Il prit les billets, il y en avait pour 100. Ses yeux écarquillés allaient des billets à ce type, de ce type aux billets.

Et mon Prince attendez ! Dit-il en sortant prestement de son taxi.

Je vous ai dit de garder la monnaie.

Ma carte au cas où, tendit-il avec un sourire presque carnassier.

Il le regarda entrer dans ce somptueux hôtel avec ses tapis rouge, ses tentures et sa réceptionniste blonde à souhait avec ses charmes voluptueux. Il n'y était entré qu'une fois, juste une fois feignant s'être perdu, jouant les touristes italiens. Italien de souche il avait vécu en Sicile à Enna. Paysan il n'a jamais été malheureux. Au milieu des champs de blés, il se croyait seul au monde. Et pourtant le monde est vaste. Peut-être un peu trop, pensait-il de temps à autre. Cela lui rendrait bien des services si le monde n'était pas aussi vaste. Il pourrait se rendre dans la maison de ses parents rapidement et puis revenir ici pour travailler et rentrer chez lui. Mais voilà un océan les séparait et il ne savait pas se téléporter.

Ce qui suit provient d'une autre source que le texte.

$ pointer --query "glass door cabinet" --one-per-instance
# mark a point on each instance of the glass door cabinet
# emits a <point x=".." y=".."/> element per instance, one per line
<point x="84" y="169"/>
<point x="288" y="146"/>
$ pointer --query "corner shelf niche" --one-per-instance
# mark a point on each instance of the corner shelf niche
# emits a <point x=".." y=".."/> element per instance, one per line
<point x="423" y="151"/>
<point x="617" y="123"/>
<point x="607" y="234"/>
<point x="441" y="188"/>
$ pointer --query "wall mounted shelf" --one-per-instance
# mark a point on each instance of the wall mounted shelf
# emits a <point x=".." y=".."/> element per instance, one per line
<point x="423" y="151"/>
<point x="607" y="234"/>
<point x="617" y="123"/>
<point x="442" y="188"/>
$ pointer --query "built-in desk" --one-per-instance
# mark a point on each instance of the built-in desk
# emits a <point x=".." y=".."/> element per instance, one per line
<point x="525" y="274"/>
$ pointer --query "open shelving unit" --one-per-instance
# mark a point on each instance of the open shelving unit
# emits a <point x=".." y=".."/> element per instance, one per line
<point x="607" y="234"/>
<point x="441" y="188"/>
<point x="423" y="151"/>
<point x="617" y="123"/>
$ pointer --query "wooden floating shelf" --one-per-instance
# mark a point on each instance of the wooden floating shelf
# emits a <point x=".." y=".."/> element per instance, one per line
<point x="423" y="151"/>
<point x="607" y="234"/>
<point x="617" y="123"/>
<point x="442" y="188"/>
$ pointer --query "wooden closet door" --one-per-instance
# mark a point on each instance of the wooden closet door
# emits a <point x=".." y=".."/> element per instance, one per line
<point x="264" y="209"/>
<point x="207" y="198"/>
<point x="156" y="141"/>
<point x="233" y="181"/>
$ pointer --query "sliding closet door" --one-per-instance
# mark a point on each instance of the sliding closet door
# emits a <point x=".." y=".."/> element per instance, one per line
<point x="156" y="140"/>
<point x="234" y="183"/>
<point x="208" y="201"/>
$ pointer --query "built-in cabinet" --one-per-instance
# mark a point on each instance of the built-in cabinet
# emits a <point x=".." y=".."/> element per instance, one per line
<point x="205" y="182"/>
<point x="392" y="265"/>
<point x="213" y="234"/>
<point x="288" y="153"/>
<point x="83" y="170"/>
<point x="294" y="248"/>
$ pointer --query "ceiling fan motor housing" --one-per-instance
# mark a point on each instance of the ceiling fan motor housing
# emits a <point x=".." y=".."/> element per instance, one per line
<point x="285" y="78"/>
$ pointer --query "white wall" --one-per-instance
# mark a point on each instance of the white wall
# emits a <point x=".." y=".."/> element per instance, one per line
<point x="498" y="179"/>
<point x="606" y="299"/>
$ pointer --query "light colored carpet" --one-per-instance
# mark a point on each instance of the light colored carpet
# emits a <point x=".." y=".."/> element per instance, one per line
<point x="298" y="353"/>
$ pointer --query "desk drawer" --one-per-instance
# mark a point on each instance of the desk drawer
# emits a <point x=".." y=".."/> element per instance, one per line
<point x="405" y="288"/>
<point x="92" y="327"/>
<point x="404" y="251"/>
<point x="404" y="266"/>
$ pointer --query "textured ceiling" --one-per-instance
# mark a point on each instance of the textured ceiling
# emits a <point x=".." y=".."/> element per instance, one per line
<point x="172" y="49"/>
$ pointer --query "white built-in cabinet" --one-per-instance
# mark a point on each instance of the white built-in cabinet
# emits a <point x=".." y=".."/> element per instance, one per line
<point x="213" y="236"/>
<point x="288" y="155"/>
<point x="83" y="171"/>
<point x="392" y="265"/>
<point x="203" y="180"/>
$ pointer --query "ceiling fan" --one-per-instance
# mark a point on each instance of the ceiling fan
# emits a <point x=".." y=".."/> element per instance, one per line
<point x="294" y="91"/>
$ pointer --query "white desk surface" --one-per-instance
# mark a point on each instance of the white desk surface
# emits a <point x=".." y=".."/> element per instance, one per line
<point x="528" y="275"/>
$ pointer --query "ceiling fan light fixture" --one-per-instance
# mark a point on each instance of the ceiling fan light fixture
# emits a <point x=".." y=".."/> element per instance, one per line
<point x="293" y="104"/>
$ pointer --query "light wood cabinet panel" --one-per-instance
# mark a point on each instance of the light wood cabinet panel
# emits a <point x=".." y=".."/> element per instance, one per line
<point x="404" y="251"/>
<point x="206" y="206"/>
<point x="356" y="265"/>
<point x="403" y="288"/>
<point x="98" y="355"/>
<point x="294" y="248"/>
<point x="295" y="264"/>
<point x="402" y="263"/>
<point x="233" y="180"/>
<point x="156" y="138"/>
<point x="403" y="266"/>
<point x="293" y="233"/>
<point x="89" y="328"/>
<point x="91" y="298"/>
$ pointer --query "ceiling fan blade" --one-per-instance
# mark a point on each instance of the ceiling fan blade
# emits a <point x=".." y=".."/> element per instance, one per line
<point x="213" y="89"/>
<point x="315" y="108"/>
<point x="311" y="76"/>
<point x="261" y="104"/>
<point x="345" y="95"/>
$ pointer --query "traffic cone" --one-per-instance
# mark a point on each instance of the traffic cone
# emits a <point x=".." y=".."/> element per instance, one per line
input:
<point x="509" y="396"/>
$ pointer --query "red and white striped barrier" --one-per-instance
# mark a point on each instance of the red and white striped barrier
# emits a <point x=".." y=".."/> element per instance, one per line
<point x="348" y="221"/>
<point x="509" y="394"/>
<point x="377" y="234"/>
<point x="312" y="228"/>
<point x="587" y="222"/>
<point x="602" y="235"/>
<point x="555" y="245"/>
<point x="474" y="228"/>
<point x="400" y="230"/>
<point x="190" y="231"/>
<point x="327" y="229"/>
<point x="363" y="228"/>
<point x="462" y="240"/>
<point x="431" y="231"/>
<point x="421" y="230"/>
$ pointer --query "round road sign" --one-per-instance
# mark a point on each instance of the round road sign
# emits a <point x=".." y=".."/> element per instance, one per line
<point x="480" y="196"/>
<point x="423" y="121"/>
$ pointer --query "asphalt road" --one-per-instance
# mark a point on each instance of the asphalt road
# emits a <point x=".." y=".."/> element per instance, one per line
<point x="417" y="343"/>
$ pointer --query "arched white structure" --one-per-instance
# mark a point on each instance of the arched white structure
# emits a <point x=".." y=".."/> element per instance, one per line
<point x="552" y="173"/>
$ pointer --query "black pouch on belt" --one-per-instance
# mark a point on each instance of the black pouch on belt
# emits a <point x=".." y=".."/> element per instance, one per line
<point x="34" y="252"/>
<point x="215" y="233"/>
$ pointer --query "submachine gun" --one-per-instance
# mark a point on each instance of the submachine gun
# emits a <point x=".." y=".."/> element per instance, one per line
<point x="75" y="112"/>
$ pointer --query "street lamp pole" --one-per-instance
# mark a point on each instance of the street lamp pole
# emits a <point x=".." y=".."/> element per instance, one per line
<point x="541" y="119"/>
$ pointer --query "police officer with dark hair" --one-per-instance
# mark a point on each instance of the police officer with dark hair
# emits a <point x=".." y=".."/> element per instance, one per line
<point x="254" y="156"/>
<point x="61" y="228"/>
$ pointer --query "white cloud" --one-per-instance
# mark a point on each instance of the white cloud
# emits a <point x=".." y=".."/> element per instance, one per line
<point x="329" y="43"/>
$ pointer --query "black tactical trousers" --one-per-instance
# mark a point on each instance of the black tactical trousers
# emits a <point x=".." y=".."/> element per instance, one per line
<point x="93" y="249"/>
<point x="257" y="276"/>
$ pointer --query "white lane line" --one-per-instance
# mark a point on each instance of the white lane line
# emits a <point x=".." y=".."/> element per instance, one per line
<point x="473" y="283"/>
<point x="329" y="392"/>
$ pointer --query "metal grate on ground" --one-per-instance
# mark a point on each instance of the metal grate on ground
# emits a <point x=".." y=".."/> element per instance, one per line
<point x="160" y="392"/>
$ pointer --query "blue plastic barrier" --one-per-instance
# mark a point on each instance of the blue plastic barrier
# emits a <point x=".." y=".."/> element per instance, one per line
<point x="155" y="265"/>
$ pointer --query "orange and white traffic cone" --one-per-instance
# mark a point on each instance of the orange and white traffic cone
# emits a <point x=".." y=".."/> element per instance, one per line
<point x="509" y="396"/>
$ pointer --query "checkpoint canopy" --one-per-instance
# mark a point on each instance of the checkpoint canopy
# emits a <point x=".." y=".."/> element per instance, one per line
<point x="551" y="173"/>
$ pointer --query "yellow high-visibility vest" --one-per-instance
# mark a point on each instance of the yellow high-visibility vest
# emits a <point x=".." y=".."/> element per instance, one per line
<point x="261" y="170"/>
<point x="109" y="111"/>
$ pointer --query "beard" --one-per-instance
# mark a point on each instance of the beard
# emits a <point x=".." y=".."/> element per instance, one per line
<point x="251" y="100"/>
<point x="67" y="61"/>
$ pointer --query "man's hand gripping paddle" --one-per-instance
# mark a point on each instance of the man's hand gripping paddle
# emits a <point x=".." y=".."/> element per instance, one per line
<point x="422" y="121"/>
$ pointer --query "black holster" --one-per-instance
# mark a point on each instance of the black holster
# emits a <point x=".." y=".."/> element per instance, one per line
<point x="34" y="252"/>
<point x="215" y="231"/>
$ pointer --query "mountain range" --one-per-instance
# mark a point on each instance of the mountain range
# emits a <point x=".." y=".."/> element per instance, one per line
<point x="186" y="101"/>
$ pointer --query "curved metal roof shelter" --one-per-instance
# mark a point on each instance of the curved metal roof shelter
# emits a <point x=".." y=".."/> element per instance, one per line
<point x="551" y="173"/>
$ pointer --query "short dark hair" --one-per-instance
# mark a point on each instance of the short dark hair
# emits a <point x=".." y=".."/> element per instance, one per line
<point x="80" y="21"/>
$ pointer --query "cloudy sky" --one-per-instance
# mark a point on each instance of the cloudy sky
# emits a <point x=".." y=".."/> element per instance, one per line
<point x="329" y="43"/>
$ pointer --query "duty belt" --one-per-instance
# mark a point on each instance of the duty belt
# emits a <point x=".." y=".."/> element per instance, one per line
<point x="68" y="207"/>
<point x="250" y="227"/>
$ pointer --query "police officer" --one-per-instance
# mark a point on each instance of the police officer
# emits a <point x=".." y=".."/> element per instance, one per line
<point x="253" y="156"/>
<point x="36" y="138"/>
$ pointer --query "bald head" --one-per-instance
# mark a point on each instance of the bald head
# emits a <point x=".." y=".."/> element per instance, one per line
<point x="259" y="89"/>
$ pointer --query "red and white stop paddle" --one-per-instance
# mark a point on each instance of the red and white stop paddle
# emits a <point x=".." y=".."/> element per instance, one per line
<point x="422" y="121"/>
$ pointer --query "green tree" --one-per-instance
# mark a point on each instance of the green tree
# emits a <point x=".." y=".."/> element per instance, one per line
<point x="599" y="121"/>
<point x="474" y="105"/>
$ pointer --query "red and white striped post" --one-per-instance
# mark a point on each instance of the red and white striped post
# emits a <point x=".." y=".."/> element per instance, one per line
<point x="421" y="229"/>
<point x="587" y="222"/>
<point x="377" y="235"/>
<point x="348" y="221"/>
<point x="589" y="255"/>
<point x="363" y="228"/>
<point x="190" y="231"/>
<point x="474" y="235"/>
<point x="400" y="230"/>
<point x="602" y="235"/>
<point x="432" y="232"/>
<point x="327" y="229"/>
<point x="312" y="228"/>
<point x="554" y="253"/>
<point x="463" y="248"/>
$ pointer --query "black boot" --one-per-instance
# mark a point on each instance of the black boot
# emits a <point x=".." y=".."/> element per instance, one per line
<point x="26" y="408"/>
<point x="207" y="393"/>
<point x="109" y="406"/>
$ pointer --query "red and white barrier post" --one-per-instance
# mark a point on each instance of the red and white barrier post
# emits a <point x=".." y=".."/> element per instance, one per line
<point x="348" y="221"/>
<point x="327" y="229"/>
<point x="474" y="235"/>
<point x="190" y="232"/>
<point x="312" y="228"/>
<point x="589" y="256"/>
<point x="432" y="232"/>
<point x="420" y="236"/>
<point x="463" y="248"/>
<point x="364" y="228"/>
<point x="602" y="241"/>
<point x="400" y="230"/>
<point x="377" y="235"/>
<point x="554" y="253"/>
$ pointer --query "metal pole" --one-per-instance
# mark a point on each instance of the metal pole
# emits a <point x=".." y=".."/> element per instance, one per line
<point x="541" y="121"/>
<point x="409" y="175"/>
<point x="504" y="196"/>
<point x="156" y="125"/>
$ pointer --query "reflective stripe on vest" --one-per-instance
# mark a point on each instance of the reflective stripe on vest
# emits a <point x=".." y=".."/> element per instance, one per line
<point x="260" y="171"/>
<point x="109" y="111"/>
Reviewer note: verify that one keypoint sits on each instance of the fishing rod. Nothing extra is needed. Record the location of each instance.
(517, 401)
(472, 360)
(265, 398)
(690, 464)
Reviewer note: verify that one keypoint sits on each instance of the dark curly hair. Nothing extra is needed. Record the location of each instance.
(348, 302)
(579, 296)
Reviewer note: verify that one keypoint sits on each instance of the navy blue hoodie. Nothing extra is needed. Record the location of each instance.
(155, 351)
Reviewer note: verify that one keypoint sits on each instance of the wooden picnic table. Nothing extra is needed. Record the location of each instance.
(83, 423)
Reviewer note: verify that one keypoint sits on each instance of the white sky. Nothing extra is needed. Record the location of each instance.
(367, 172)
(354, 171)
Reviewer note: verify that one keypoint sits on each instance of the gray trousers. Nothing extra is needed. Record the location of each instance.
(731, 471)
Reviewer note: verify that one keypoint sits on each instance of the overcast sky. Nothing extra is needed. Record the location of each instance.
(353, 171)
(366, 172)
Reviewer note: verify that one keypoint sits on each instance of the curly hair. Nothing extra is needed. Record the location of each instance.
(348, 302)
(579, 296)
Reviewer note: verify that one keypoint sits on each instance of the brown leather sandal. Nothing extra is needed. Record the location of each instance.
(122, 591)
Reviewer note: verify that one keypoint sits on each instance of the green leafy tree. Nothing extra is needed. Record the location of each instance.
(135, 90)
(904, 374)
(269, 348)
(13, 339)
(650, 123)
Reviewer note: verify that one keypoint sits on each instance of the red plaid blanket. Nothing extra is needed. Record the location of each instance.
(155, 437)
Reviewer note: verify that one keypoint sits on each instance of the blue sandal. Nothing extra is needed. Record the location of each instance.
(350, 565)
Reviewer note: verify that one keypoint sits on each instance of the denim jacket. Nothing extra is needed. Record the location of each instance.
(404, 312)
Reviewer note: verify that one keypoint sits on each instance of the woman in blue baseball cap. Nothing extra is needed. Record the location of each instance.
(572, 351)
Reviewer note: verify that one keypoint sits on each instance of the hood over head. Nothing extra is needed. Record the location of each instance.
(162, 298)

Son cousin Salvo l'avait invité à venir à New York pour la naissance du second fils. Il en était le parrain désigné. Et puis, il l'avait vu et n'avait plus voulu partir. Il ne pouvait s'expliquer ce qui s'était produit à ce moment-là. Il disait seulement qu'il sentait qu'il fallait qu'il reste. Au début il avait vécu dans l'appartement de la famille de Salvo, mais cinq personnes sous le même toit avec lui dormant sur le canapé ce n'était évident pour personne. Pourtant Salvo et Nathalia n'avaient eu de cesse de lui répéter que cela ne les dérangeaient pas, mais il voyait bien qu'il les gênait, ne leur permettant plus d'avoir de l'intimité. Et puis les enfants lui portaient de temps en temps sur les nerfs. Quelques mois plus tard, il prit un appartement vide car moins cher qu'un meublé et moins risqué. Tu abîmes un truc et c'est pour ta poche et au prix fort en plus. Il dormit à même le sol jusqu'à sa première paie de manœuvre en bâtiment. Il s'acheta un matelas et trouva par son plus grand bonheur une table et deux chaises qui avaient été jetées dans la rue à côté des ordures. Après avoir enlevé les chewing-gums collés, poncés, et donné un coup de pinceau d'un bleu pour la table et d'un jaune pour les chaises, il se fit un joli salon. A ces souvenirs il ne put retenir un sourire. Tout en approchant une cigarette de ses lèvres il remonta dans sa voiture et la démarra en trombe... Che potrebbe scomparire l'Universo tranne noi, Oh-o oh tranne noi (1)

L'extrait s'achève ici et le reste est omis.